Ces difficultés n'ont pas échappé à l'abbé de Saint-Pierre ; mais peut-être lui convenoit-il mieux de les dissimuler que de les résoudre. Quand il parle de ces contradictions et qu'il feint de les concilier, c'est par des moyens si absurdes et des raisons si peu raisonnables, qu'on voit bien qu'il est embarrassé ou qu'il ne procède pas de bonne foi. Seroit-il croyable qu'il eùt mis en avant si hors de propos et compté parmi ces moyens l'amour de la patrie, le bien public, le desir de la vraie gloire, et d'autres chimères évanouies depuis longtemps, ou dont il ne reste plus de traces que dans quelques petites républiques? Penseroit-il sérieusement que rien de tout cela pût réellement influer dans la forme d'un gouvernement monarchique? et, après avoir cité les Grecs, les Romains, et même quelques modernes qui avoient des ames anciennes, n'avoue-t-il pas lui-même qu'il seroit ridicule de fonder la constitution de l'état sur des maximes éteintes? Que feroit-il donc pour suppléer à ces moyens étrangers dont il reconnoît l'insuffisance? Il lève une difficulté par une autre, établit un système sur un système, et fonde sa polysynodie sur sa république européenne. Cette république, dit-il, étant garante de l'exécution des capitulations impériales pour l'Allemagne, des capitulations parlementaires pour l'Angleterre, des pacta conventa pour la Pologne, ne pourroit-elle pas l'être aussi des capitulations royales signées au sacre des rois pour la forme du gouvernement, lorsque cette forme seroit passée en loi fondamentale? et, après tout, garantir les rois de tomber dans la tyrannie des Nérons, n'est-ce pas les garantir eux et leur postérité de leur ruine totale?

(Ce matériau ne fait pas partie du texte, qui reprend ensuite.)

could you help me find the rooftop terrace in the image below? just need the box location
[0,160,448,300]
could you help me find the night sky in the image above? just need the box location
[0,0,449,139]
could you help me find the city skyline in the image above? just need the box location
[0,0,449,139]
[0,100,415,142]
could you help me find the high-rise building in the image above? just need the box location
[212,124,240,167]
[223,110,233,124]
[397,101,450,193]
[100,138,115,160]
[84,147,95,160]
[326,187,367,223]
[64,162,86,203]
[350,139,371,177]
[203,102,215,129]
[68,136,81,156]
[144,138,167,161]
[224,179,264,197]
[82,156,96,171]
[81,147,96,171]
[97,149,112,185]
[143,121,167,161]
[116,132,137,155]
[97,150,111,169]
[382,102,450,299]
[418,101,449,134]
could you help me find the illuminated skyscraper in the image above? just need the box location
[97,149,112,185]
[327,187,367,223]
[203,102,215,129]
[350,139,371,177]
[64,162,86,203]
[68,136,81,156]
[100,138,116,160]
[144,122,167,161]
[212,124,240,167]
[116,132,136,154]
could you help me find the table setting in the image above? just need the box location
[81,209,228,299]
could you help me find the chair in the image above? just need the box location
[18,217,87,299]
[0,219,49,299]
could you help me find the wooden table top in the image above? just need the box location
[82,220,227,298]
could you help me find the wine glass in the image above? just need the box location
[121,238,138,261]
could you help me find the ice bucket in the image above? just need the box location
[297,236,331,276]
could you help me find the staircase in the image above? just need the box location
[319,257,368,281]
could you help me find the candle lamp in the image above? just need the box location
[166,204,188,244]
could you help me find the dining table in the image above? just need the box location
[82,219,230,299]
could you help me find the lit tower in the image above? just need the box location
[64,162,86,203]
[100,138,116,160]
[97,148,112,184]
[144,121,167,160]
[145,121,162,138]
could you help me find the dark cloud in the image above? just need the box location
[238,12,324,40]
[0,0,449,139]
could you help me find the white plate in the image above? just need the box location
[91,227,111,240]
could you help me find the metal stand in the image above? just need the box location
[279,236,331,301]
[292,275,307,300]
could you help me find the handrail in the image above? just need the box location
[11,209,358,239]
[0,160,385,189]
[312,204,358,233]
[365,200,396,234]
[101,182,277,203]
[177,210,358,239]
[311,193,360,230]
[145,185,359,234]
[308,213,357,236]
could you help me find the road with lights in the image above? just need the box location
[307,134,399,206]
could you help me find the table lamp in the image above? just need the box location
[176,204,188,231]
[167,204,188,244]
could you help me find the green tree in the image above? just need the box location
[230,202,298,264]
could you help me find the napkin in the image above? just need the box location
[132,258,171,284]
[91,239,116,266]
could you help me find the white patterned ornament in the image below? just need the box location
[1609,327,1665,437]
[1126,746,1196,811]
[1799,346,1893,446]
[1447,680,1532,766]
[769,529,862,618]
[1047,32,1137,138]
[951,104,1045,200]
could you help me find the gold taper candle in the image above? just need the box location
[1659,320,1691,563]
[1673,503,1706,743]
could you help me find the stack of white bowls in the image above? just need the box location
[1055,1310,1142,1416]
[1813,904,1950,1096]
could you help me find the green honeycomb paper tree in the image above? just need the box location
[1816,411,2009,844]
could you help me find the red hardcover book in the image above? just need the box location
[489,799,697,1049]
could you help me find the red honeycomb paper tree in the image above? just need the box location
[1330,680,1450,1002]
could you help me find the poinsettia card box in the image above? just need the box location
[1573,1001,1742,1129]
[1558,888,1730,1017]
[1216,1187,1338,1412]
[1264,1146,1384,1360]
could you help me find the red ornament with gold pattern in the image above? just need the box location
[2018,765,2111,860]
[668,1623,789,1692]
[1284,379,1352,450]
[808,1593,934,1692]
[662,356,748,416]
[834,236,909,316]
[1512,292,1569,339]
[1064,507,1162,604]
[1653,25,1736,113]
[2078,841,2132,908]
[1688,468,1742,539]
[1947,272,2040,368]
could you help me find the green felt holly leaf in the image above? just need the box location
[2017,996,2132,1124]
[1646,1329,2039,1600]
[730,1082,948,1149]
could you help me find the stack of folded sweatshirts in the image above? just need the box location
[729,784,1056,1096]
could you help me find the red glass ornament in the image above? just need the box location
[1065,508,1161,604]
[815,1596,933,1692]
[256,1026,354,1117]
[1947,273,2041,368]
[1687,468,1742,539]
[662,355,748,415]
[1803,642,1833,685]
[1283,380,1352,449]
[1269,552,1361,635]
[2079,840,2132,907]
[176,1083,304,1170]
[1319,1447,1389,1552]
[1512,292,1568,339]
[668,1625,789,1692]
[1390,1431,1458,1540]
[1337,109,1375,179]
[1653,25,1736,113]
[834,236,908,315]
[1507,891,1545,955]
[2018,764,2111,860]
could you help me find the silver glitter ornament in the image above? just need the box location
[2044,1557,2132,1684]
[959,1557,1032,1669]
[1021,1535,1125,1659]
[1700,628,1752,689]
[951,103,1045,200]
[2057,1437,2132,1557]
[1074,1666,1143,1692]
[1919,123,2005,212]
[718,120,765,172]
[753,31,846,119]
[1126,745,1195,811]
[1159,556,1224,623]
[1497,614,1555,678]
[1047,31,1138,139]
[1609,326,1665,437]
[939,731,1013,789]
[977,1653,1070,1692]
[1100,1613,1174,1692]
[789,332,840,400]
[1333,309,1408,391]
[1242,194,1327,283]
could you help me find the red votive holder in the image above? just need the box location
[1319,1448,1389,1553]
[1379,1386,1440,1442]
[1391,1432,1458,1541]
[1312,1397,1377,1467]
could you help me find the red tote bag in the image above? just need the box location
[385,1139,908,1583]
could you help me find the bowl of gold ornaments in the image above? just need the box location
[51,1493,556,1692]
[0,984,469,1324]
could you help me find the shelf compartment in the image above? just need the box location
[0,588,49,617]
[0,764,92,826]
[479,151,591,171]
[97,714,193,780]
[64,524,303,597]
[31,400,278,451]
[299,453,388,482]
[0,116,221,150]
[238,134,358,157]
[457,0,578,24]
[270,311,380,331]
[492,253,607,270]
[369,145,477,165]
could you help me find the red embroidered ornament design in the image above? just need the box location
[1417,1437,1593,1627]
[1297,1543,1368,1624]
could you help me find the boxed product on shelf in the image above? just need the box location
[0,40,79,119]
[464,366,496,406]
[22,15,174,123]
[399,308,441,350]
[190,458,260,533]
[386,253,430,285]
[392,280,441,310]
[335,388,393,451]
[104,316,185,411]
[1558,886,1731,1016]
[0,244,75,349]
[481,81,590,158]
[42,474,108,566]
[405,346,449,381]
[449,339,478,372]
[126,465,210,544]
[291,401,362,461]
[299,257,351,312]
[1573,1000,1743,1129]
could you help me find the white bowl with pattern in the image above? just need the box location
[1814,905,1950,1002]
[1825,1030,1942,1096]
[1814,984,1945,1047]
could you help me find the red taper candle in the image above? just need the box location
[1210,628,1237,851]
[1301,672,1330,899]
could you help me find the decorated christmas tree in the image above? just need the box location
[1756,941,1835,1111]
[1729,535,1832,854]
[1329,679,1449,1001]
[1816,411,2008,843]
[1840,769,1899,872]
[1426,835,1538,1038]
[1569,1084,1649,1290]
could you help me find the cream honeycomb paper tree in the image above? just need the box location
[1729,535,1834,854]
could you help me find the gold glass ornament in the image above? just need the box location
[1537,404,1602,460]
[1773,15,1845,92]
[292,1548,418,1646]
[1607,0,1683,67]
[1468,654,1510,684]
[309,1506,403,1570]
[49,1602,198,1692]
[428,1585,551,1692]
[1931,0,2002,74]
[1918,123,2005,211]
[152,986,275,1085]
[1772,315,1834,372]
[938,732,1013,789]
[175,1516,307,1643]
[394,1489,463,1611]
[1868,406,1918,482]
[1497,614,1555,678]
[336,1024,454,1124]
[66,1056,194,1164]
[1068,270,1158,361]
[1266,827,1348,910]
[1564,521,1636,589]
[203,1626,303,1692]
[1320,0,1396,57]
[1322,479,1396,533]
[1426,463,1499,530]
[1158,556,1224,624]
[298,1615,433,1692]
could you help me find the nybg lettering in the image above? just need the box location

On peut, dit-il encore, faire passer le réglement de la polysynodie en forme de loi fondamentale dans les états-généraux du royaume, la faire jurer au sacre des rois, et lui donner ainsi la même autorité qu'à la loi salique.

La plume tombe des mains quand on voit un homme sensé proposer sérieusement de semblables expédients.